I'm currently trying to program a blurring filter that convolves an image with a fairly massive gaussian kernel (I'm trying to correct for intensity variations across an image, so I'm dividing the normal image by a heavily blurred version). Since normal convolution takes so long at that scale, I'm attempting to take the suggestion of a paper that I've read to perform Fourier transformations on the two matrices, multiply them together, and then perform an inverse Fourier transformation on the result. I'm not a mathematician and have very little experience in image analysis so I have very little idea what a Fourier transformation actually is. All I know is that I can pass an M by N matrix into IDL's fft() fuction and it'll spit back out an M by N matrix of complex numbers.

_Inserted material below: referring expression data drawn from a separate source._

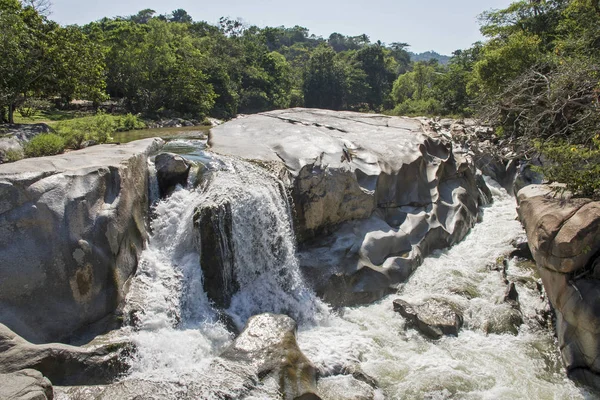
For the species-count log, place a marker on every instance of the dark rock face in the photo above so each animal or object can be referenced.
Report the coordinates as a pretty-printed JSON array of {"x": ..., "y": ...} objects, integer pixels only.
[
  {"x": 71, "y": 229},
  {"x": 434, "y": 318},
  {"x": 27, "y": 384},
  {"x": 564, "y": 238},
  {"x": 379, "y": 193},
  {"x": 213, "y": 227},
  {"x": 171, "y": 170},
  {"x": 63, "y": 364}
]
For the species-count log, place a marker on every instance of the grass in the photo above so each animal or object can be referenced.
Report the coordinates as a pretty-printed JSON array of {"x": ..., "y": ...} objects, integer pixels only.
[{"x": 50, "y": 117}]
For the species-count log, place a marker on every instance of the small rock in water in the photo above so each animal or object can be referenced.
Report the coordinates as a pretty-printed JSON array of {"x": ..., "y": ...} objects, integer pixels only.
[
  {"x": 512, "y": 296},
  {"x": 434, "y": 318}
]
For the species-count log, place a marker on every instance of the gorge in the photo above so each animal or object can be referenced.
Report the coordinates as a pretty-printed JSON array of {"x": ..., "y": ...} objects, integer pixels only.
[{"x": 267, "y": 260}]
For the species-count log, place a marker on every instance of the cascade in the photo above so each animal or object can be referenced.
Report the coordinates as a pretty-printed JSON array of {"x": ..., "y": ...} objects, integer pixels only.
[{"x": 180, "y": 331}]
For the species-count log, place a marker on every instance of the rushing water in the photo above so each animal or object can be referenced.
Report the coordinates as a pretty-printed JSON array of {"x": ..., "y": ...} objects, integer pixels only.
[{"x": 180, "y": 332}]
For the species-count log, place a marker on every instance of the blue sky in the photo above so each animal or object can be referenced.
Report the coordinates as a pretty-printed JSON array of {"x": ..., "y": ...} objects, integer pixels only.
[{"x": 439, "y": 25}]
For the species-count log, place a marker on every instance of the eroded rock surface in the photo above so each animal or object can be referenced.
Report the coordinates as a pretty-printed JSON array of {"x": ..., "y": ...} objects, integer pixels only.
[
  {"x": 379, "y": 192},
  {"x": 27, "y": 384},
  {"x": 263, "y": 362},
  {"x": 63, "y": 364},
  {"x": 171, "y": 170},
  {"x": 71, "y": 229},
  {"x": 433, "y": 318},
  {"x": 564, "y": 238}
]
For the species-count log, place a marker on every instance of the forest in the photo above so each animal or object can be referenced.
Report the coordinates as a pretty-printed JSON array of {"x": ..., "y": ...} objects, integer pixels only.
[{"x": 535, "y": 78}]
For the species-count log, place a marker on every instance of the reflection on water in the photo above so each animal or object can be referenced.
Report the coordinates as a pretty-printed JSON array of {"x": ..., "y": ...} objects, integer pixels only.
[{"x": 185, "y": 132}]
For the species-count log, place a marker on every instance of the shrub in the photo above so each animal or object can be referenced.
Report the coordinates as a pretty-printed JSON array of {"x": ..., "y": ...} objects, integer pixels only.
[
  {"x": 77, "y": 131},
  {"x": 12, "y": 155},
  {"x": 577, "y": 166},
  {"x": 129, "y": 122},
  {"x": 46, "y": 144}
]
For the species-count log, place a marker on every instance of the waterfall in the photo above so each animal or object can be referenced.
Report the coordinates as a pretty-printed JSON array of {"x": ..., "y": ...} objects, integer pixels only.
[{"x": 179, "y": 331}]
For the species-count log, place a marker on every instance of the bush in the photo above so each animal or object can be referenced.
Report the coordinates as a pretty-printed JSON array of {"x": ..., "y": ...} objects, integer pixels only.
[
  {"x": 129, "y": 122},
  {"x": 32, "y": 105},
  {"x": 12, "y": 155},
  {"x": 421, "y": 107},
  {"x": 576, "y": 166},
  {"x": 46, "y": 144}
]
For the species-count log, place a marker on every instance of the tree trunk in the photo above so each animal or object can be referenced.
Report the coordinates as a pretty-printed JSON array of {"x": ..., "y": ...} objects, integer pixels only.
[{"x": 11, "y": 113}]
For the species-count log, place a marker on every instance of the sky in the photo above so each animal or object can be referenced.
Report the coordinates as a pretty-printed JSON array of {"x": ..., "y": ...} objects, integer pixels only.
[{"x": 440, "y": 25}]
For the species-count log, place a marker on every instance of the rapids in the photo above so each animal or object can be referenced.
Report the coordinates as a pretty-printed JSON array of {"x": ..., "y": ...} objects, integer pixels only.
[{"x": 179, "y": 332}]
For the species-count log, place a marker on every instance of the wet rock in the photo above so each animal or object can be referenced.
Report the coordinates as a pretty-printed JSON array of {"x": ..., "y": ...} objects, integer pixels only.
[
  {"x": 71, "y": 229},
  {"x": 344, "y": 387},
  {"x": 171, "y": 170},
  {"x": 268, "y": 345},
  {"x": 400, "y": 192},
  {"x": 433, "y": 318},
  {"x": 504, "y": 319},
  {"x": 27, "y": 384},
  {"x": 563, "y": 235},
  {"x": 213, "y": 225},
  {"x": 521, "y": 250},
  {"x": 64, "y": 364}
]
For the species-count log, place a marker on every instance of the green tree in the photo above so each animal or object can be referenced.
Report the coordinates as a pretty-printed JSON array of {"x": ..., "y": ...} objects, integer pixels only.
[{"x": 324, "y": 80}]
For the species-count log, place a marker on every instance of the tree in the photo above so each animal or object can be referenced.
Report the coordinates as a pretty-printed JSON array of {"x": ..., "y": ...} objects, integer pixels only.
[
  {"x": 180, "y": 15},
  {"x": 40, "y": 58},
  {"x": 324, "y": 80}
]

What confuses me is exactly how I'm supposed to combine the two transformed matrices. The image is M by N and the gaussian kernel is O by O, so I can't perform conventional matrix multiplication on them. Anyone know what I'm supposed to be doing with the two matrices?
Edit: Just remembered that 0 values in the kernel don't do anything to the convolution, so I can pad out the guassian kernel with 0s to a size that can be multiplied. What kind of multiplication do I want, though? Standard matrix multiplication or pointwise?
Could you link the paper to me? This is an interesting problem.
Or, alternatively, just give me the citation and I'll go look it up, I've got teh hookupz.
Edit: I screw around a lot ("work" they say) with astronomical image subtraction, which involves a lot of image convolution. Is there only one image that you're trying to flatten? There are other methods used to flatten images that don't involve convolution, as well.
I don't know what program you're using to do your convolutions, but if you're using a built-in function (not one you wrote yourself), I'd be surprised if it did them without FFTs.
I only know a tiny bit about image processing, but I can give you a very brief explanation of the Fourier transform, which you could probably figure by snooping on the internet, but oh well.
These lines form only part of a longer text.